Letters
Good on ya Ayden!
Ed,
What an amazing on-going effort from Ayden who has now picked up 1000, 50 litre bags of other people’s rubbish from our local major roads (CVI 24/1/18).
And manufacturing all this thoughtlessly dumped rubbish used millions of litres of water, a finite resource that is essential to life.
Since water is such a vital resource it surprises me how little we value water as in Australia it is priced at less than a tenth of a cent per litre, according to Prof Penny Sackert, our former Chief Scientist. (ABC Radio National ‘Breakfast Show’ 2.12. 2010.)
With such a low value placed on such an important finite resource, is it any wonder that we are the world’s highest users of water, for we use more than one million litre of freshwater per person each year?
Still at least at present our water resources are in better shape than those of the four million residents of Capetown since, unless it rains, Capetown will run out of water in April.
Capetown has the dubious honour of being the world’s first major city to run out of water and from April onwards all of Capetown’s residents will be restricted to 25 litres of water per day.
The easiest way to use less water is to consider the amount of water used to manufacture the products you choose to use.
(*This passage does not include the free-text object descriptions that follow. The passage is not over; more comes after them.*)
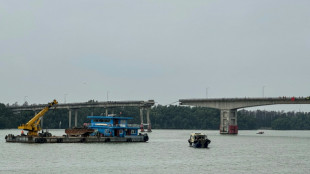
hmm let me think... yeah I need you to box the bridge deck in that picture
[9,100,155,111]
[179,97,310,110]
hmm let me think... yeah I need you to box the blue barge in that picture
[85,115,149,142]
[6,115,149,143]
[88,116,139,137]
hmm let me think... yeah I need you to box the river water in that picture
[1,129,310,174]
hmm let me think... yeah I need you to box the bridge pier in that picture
[140,108,144,132]
[41,117,43,129]
[75,110,78,127]
[140,107,152,132]
[146,108,151,132]
[220,109,238,134]
[68,109,72,128]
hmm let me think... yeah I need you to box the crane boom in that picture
[18,99,58,136]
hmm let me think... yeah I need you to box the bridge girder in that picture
[9,100,155,111]
[179,97,310,110]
So if you want to use less water, buy many more reusable products and buy far fewer throw-away products.
I really congratulate Ayden, a young person for his ‘War on Waste’.
But the only problem is that if you start buying reusable items in preference to convenient throw-away items, Ayden might be out of his present labour of love for the world he inherits from those of us who grew up in a far less wasteful era.
But unlike the four million people of Capetown at least we’re unlikely to run out of water any time soon.
All the best in the future you choose.